The Opposition Conservatives are calling on Robert Ghiz to show leadership when it comes to getting the provinces financial books in order.
This comes after the Ghiz, in his year-end interview with The Guardian, announced every government department with the exception of health is facing a three per cent budget cut.
That cut will mean up to $30 million sliced from the provincial government's overall budget.
"It is truly unfortunate, but indeed the reality, that this government's poor fiscal management and overspending has put our province in a desperate situation," Opposition Leader Olive Crane said on Thursday.
Crane said her caucus has been raising concerns for the past five years with the out of control spending of the Liberal government and recognizes that Islanders will be the ones to pay the price for their fiscal mismanagement.
She pointed to the Liberal government's poor track record for job creation and inability to generate sufficient revenue for the province, as two additional reasons why P.E.I. is facing such deep financial trouble.

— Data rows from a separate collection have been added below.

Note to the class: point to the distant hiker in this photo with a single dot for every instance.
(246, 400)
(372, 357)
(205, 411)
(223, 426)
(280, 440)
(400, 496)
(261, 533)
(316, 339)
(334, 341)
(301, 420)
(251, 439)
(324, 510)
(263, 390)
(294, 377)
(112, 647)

"Had this government not overspent during tough economic times, and had their Prosperity Plan created the jobs it said it would, government services would not have to be sacrificed at the expense of Islanders," Crane added.
In his annual year-end interview with The Guardian, which will be published Dec. 27 and aired on EastLink TV Dec. 28-Jan. 3, Ghiz confirms he ordered a three per cent budget cut across the board with the exception of health.
He said most of the money will come out of program spending.
Ghiz said he hopes to be able to make the cuts without handing out pink slips.
"It is truly unfortunate, but indeed the reality, that this government's poor fiscal management and overspending has put our province in a desperate situation," - Opposition Leader Olive Crane
"There's going to be job eliminations, we've already said that. If there's two people retiring and we believe there's a chance you can combine those two positions, then that will become one position."
Earlier this month, the P.E.I. government announced its deficit had jumped to $73.4 million, an increase of more than $30 million.
Ghiz said he's going to do all that he can to ensure no program gets completely axed.
"Let's say there's a program that gets $200,000 a year now. You ask them for three per cent less next year so they get $194,000."